Namun, Perancis tidak sendirian sebagai bangsa Eropa pemamah kodok. Belgia, Luxemburg, dan Belanda juga dikenal sebagai bangsa yang suka makan kaki kodok. Jika ditotal, seluruh Uni Eropa mengimpor 4.234 ton kaki kodok pada 2015. Kaki kodok itu diperkirakan berasal dari sekitar 84 hingga 200 juta ekor kodok.

Kaki kodok yang diimpor ke Eropa sudah berbentuk kemasan beku. Kulit sudah disiangi, dan dikemas dalam pak seperti orang Indonesia melihat kemasan nugget ayam atau sosis. Bedanya, kaki kodok dihargai lebih mahal dan dianggap sebagai barang mewah. Pada 2014 silam, kepolisian Perancis menangkap tiga orang pemburu kodok. Mereka didakwa menangkap 1.100 kodok yang ditangkap secara ilegal. Satu ekor kodok dihargai 1,2 dolar, atau sekitar 15 ribu.

Perancis memang lihai, kalau tak mau dibilang culas. Karena perburuan yang meningkat drastis dan membahayakan populasi kodok, pada 1976 pemerintah prancis memasukkan kodok dalam hewan yang dilindungi. Pada 1980, peternakan kodok untuk keperluan komersial resmi dilarang. Memang masih ada beberapa daerah di Prancis yang membolehkan penangkapan kodok dalam jumlah terbatas, dan hanya untuk konsumsi pribadi. Yang melanggar hukum ini, akan dikenakan denda sekitar 10.000 Euro, atau berkisar Rp142 juta.

Lantas, dari mana warga Prancis mendapat pasokan daging kodok? Impor, tentu saja. Dari negara mana? Coba tebak.

Ya, betul.

Indonesia.

Kodok di Meja Makanmu Berasal dari Indonesia, Monsieur

Sebenarnya budaya makan kodok tidak hanya terdapat di Eropa. Kaum Asia yang juga punya kultur memakan apa yang berdaging, juga punya catatan panjang tentang makanan berbahan baku daging kodok. Di Cina, diperkirakan kaki kodok sudah disantap sejak abad ke 1.

Indonesia juga punya kuliner berbahan baku kodok: swikee. Ada pula yang menulisnya swike. Istilah itu berasal dari bahasa Hokkian. Swi berarti air, ke berarti ayam. Diperkirakan ini adalah penggambaran tentang bagaimana rasa dan tekstur daging kodok mirip dengan ayam. Namun konsumsi kodok di Indonesia tentu tak sebanyak di Eropa atau di Cina. Sebabnya, mayoritas warga Indonesia adalah umat Islam yang menganut mazhab Syafi'i yang mengharamkan daging kodok.

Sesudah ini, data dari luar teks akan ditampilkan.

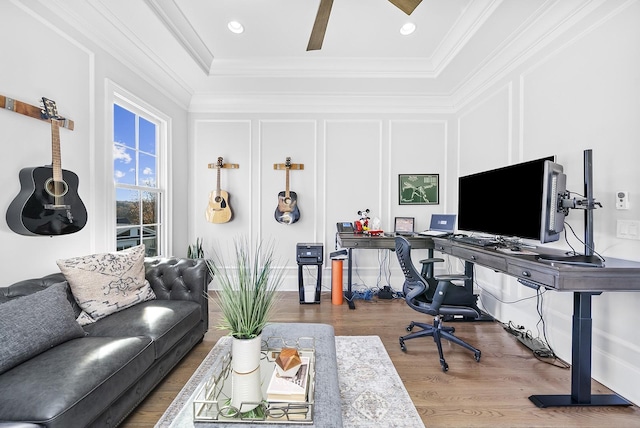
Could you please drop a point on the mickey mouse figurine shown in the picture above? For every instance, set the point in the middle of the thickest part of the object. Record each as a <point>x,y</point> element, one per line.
<point>363,223</point>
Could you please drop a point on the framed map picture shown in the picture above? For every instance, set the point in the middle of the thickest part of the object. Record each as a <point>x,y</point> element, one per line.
<point>418,189</point>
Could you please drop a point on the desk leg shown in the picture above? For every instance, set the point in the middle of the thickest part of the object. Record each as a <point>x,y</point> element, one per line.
<point>349,293</point>
<point>580,364</point>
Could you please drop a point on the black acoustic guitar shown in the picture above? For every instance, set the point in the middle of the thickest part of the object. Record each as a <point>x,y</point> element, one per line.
<point>287,211</point>
<point>48,202</point>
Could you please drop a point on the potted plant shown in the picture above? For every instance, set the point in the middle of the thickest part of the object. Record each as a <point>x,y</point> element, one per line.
<point>246,297</point>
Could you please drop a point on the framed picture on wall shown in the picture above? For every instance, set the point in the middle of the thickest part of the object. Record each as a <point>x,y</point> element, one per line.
<point>418,189</point>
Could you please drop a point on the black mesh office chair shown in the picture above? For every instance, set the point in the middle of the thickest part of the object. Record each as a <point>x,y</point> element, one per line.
<point>417,294</point>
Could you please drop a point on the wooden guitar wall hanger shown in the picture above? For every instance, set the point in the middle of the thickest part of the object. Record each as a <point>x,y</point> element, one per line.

Meski demikian, Indonesia memegang peranan penting dalam bisnis daging kodok dunia sebagai pengekspor. Sebenarnya hingga 1987, India dan Bangladesh masih menjadi dua eksportir terbesar daging kodok. Hingga akhirnya dua negara ini sadar bahwa populasi kodok di negaranya merosot drastis dan membawa kekacauan di alam. Maka pada 1987 India melarang ekspor daging kodok. Menyusul Bangladesh pada 1989.

Posisi puncak eksportir kodok kemudian diduduki oleh Indonesia. Setiap tahun Indonesia mengekspor 28 hingga 142 juta ekor kodok, atau sekitar 5.000 ton daging kodok. Pada 2014, Kementerian Pertanian mencatat nilai ekspor kodok Indonesia adalah 22,5 juta dolar.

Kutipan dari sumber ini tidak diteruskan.